Fully sampled PCMR data from the ascending and descending aorta were acquired in five fetal subjects (2 normal, 3 congenital heart disease). Typical fetal scan parameters where: VENC 150 cm/s, field of view 240 × 240 mm2, voxel size 1.25 × 1.25 × 5 mm3, TR/TE 6.6 ms/2.92 ms, 4 views per segment, scan time ~34 seconds. For each fully sampled data set MOG was performed to create time resolved CINE data sets which were then retrospectively undersampled (R = 2,4,6) and quantitatively compared to the fully sampled MOG data.

Results

Figure 1 shows an example flow curve of the human fetal ascending aorta for both fully sampled and undersampled (R=6) reconstructions. Figure 2 demonstrated comparable measurements of total blood volume per cardiac cycle between fully sampled and undersampled reconstructions (R=6).

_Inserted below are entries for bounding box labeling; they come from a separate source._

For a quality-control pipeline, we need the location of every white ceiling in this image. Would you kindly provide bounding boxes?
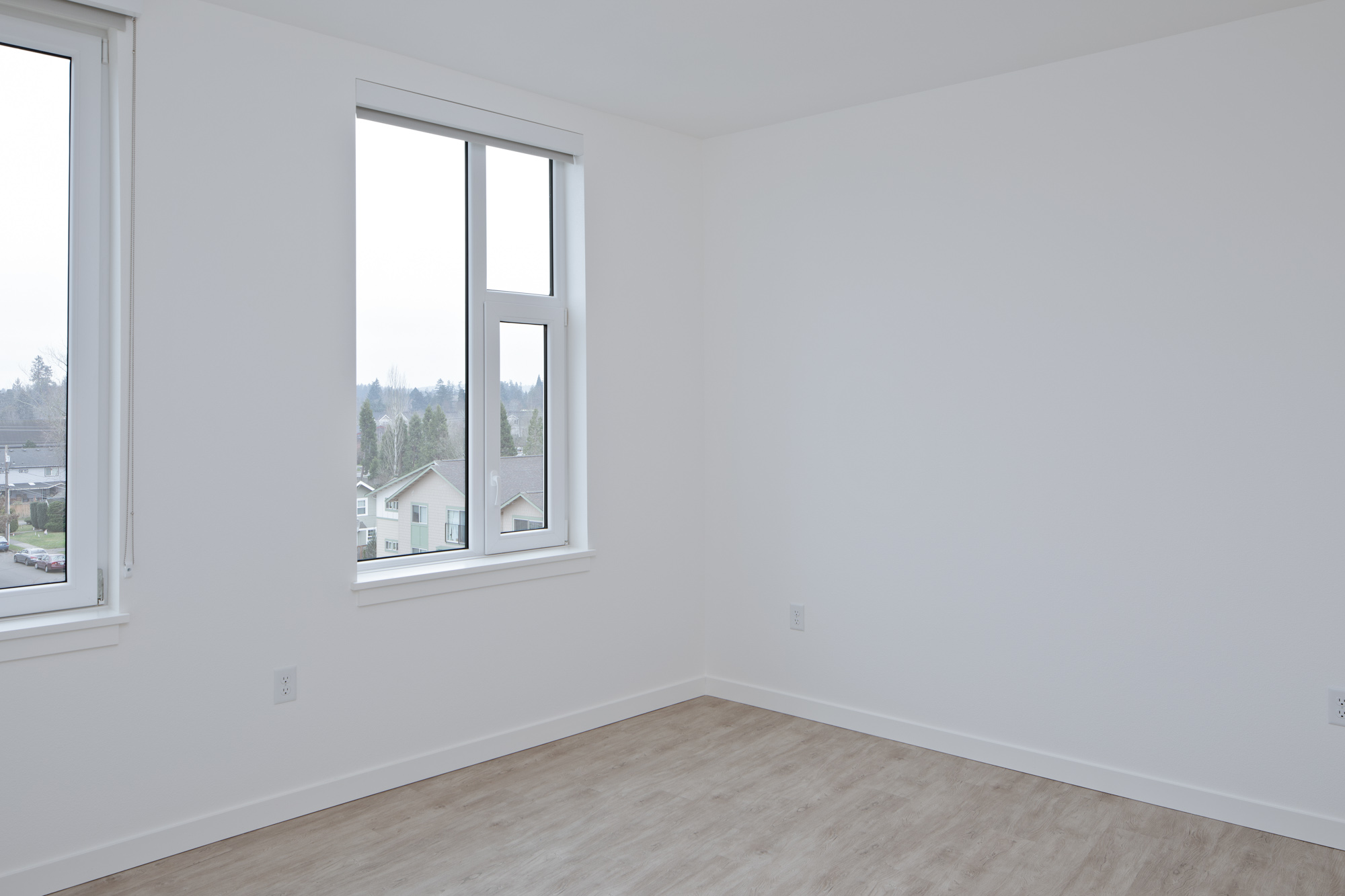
[215,0,1309,137]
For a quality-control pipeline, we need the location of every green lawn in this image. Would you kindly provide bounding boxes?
[9,526,66,552]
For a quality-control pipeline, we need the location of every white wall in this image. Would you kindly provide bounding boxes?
[705,0,1345,845]
[0,0,703,892]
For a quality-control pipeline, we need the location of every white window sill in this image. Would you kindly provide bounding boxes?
[0,607,130,662]
[350,548,597,607]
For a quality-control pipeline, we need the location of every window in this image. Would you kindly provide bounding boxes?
[0,15,110,616]
[355,82,576,565]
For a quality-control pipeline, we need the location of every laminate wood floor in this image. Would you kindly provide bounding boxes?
[63,697,1345,896]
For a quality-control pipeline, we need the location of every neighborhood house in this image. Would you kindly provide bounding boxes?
[355,455,546,560]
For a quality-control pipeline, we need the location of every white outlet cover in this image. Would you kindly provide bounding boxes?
[273,666,299,704]
[1326,688,1345,725]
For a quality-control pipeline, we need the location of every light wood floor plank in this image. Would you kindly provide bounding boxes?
[52,697,1345,896]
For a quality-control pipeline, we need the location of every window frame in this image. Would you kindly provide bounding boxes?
[351,81,570,583]
[0,12,112,619]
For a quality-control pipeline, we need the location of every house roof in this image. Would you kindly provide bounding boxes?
[366,455,546,512]
[500,455,546,513]
[9,445,66,467]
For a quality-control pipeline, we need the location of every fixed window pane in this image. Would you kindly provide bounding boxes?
[486,147,551,296]
[0,44,71,588]
[355,118,468,560]
[499,323,546,533]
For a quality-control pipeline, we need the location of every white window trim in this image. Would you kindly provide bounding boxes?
[351,81,596,597]
[0,607,130,662]
[0,12,112,621]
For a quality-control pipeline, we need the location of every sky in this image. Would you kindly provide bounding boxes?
[0,46,70,386]
[355,118,551,387]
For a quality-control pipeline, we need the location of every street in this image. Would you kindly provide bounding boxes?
[0,545,66,588]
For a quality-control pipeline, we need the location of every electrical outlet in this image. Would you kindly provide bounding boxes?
[1326,688,1345,725]
[273,666,299,704]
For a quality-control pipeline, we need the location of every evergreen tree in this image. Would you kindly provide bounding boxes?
[425,405,451,460]
[28,355,51,391]
[523,407,546,455]
[500,401,518,458]
[378,415,408,479]
[359,398,378,477]
[46,501,66,532]
[364,376,386,417]
[402,414,430,473]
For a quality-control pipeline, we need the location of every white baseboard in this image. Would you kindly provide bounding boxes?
[0,678,1345,896]
[0,678,705,896]
[706,678,1345,849]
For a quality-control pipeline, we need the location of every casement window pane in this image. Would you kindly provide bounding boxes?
[499,323,546,533]
[0,44,69,588]
[354,118,468,560]
[486,147,551,296]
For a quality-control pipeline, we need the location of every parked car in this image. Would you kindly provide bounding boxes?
[13,548,47,567]
[32,555,66,572]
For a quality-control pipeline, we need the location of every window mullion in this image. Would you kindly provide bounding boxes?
[467,142,499,553]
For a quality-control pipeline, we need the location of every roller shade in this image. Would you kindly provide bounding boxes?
[0,0,141,31]
[355,81,584,163]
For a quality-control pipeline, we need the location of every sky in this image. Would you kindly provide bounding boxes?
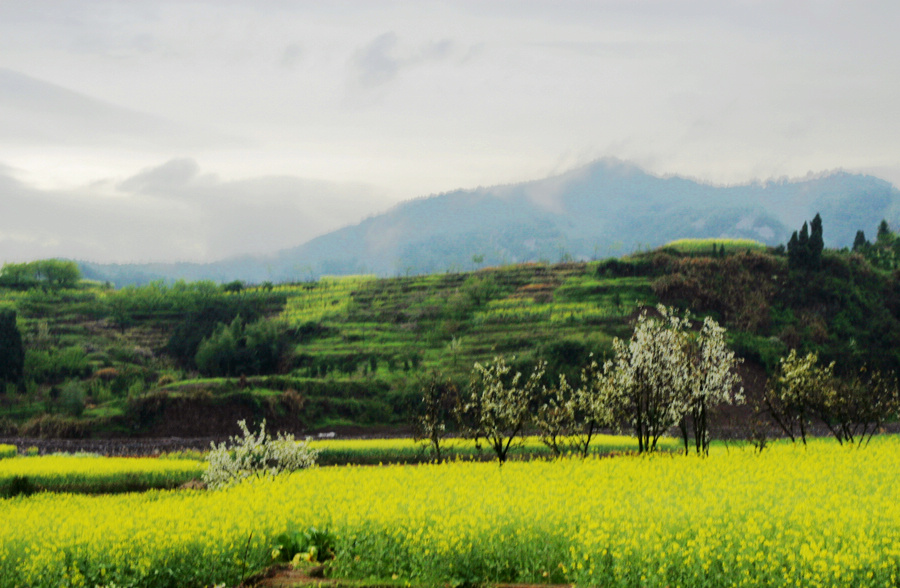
[0,0,900,262]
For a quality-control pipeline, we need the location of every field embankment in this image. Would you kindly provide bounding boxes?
[0,437,900,587]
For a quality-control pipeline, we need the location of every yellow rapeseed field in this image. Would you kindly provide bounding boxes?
[0,437,900,586]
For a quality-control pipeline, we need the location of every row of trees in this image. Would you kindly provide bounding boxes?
[418,306,900,463]
[763,350,900,445]
[419,306,743,463]
[0,259,81,290]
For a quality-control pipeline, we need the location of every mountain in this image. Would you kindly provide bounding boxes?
[82,160,900,285]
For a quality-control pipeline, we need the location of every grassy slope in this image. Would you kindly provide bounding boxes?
[0,241,900,436]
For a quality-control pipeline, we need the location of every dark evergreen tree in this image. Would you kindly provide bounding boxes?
[875,219,893,245]
[788,231,801,269]
[0,310,25,393]
[806,213,825,269]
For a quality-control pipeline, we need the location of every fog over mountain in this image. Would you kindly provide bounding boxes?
[85,159,900,284]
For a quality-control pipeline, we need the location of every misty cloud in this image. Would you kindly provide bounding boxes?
[0,68,239,148]
[0,159,384,262]
[117,158,200,196]
[351,32,453,87]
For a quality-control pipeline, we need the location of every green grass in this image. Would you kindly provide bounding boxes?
[662,239,766,254]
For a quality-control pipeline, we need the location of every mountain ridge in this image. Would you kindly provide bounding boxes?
[81,159,900,285]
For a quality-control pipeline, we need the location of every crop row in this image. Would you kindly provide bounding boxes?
[0,438,900,586]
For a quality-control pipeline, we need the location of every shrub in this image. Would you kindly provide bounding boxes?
[203,421,318,489]
[59,382,85,417]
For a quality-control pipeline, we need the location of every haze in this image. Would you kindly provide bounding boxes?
[0,0,900,262]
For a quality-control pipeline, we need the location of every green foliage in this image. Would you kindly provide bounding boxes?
[661,239,766,257]
[787,213,825,270]
[195,317,289,376]
[0,259,81,290]
[272,527,337,563]
[0,309,25,394]
[59,382,85,417]
[0,476,37,498]
[461,356,545,464]
[415,372,459,462]
[25,345,91,384]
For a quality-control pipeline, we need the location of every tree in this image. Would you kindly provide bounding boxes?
[0,259,81,289]
[813,367,900,446]
[0,309,25,392]
[195,316,289,376]
[593,305,743,455]
[535,354,613,457]
[763,349,834,445]
[807,213,825,269]
[597,305,691,453]
[203,421,318,489]
[875,219,894,245]
[415,372,459,463]
[788,231,802,269]
[679,317,744,455]
[461,356,545,465]
[534,374,578,457]
[787,213,825,270]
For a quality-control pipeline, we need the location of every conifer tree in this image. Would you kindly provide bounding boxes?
[0,310,25,393]
[806,213,825,269]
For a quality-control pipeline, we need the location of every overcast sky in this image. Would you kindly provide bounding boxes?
[0,0,900,261]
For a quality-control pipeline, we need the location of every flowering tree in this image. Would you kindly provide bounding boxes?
[594,305,743,453]
[763,349,834,445]
[462,356,546,464]
[203,421,318,489]
[415,372,458,462]
[534,374,578,456]
[535,355,612,457]
[596,305,691,453]
[679,317,744,455]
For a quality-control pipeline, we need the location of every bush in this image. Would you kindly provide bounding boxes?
[203,421,318,489]
[195,317,289,376]
[59,382,84,417]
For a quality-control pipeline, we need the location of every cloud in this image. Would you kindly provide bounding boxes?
[351,32,453,87]
[0,159,384,262]
[279,43,303,69]
[117,158,200,195]
[0,68,239,148]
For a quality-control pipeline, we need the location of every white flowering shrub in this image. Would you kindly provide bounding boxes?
[462,357,546,464]
[764,349,835,445]
[203,421,317,489]
[680,317,744,455]
[587,305,743,453]
[415,372,459,463]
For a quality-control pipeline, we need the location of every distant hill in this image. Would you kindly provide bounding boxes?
[82,160,900,285]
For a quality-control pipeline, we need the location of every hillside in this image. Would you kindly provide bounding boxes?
[82,160,900,285]
[0,234,900,437]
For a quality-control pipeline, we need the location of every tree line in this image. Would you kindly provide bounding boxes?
[416,305,900,463]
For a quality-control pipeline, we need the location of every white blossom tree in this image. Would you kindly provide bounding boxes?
[462,356,546,464]
[203,421,318,489]
[764,349,835,445]
[594,305,743,453]
[535,354,612,457]
[680,317,744,455]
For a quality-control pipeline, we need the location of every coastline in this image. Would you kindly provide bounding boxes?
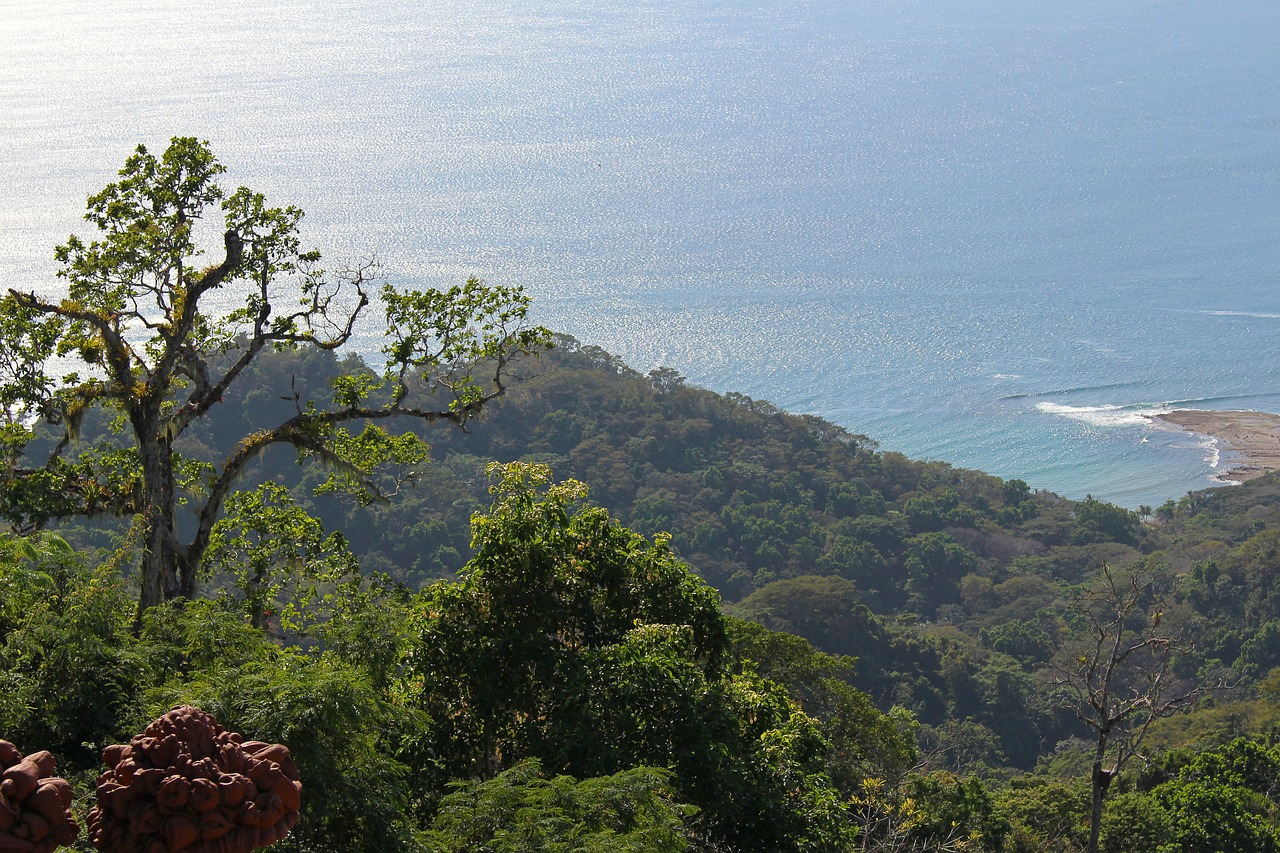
[1152,409,1280,483]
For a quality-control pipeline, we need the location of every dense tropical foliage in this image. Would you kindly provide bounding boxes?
[12,143,1280,853]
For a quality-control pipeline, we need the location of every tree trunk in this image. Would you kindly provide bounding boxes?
[138,430,195,621]
[1085,729,1112,853]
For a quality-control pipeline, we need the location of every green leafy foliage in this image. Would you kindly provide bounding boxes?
[425,758,696,853]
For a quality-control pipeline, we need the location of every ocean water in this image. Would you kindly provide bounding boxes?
[0,0,1280,506]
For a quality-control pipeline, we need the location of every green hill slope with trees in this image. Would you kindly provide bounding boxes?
[0,140,1280,853]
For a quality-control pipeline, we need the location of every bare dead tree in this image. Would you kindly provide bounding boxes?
[1051,564,1229,853]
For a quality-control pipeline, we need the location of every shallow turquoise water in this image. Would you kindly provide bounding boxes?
[0,0,1280,506]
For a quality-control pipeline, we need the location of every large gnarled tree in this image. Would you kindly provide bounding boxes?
[0,138,549,608]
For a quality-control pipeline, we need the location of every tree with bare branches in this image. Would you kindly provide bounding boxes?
[1051,564,1225,853]
[0,137,550,612]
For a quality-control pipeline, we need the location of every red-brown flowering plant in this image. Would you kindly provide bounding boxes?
[88,706,302,853]
[0,740,79,853]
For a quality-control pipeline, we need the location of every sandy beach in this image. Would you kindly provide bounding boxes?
[1155,409,1280,483]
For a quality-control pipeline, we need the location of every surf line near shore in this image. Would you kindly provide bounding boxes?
[1151,409,1280,483]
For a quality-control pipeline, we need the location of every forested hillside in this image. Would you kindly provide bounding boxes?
[15,338,1280,850]
[0,138,1280,853]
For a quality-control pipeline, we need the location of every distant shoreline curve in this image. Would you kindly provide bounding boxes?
[1152,409,1280,483]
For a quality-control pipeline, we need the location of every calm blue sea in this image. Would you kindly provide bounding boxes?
[0,0,1280,506]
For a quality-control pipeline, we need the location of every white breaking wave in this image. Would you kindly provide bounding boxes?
[1204,311,1280,320]
[1036,402,1172,427]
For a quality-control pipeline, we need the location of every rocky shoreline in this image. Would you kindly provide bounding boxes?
[1155,409,1280,483]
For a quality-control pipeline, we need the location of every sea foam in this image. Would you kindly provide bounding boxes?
[1036,402,1172,427]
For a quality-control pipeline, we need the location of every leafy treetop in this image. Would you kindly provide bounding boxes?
[0,137,550,607]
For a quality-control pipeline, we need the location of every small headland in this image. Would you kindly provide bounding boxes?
[1153,409,1280,483]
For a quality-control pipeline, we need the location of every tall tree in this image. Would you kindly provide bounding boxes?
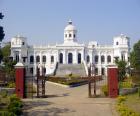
[130,40,140,70]
[0,13,5,42]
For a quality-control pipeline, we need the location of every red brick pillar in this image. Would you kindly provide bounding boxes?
[107,66,119,98]
[15,63,25,98]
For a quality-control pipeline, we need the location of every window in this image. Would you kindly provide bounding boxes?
[69,34,71,37]
[51,56,54,63]
[36,56,40,63]
[42,55,46,63]
[107,55,111,63]
[95,68,98,75]
[121,54,125,61]
[23,57,26,62]
[101,55,105,63]
[16,54,19,62]
[65,34,67,37]
[59,53,63,64]
[30,56,34,64]
[95,55,98,63]
[101,68,105,75]
[78,53,81,64]
[87,55,90,63]
[30,67,33,74]
[68,53,73,64]
[42,67,46,75]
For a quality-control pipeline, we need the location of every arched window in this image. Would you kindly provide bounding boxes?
[30,56,34,64]
[42,55,46,63]
[59,53,63,64]
[68,53,73,64]
[107,55,111,63]
[95,55,98,63]
[78,53,81,64]
[69,34,71,37]
[101,55,105,63]
[36,56,40,62]
[51,56,54,63]
[87,55,90,63]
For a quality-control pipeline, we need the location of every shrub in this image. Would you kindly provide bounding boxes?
[119,81,132,88]
[7,82,16,88]
[101,85,108,96]
[8,94,23,115]
[0,90,8,98]
[116,96,140,116]
[0,111,16,116]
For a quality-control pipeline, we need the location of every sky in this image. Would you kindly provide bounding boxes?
[0,0,140,46]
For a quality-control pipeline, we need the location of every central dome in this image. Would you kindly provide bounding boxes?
[64,20,76,31]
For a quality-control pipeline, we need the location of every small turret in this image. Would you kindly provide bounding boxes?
[113,34,130,47]
[64,20,77,43]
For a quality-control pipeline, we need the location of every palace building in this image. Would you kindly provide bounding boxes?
[11,20,130,76]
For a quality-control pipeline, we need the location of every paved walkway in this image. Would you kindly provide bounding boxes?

Finally a Bland-Altman plot (Figure 2b) shows good agreement between the two reconstruction methods.

Figure 1
figure 1

Example flow curves through the healthy human fetal ascending aorta for fully sampled and undersampled (R=6) CS reconstructions.

Figure 2
figure 2

Total blood volume per cardiac cycle for undersampled (R=6) versus fully sampled reconstructions. a) Line plot. b) Bland-Altman plot.

Conclusions

The feasibility of CS for reconstructing accelerated PC MR measurements of human fetal blood flow was accessed through retrospective undersampling of fully sampled MOG data. The results yielded accurate flow measurements for acceleration rates up to R=6. Further study using prospectively undersampled data is needed to evaluate this technique for clinical use.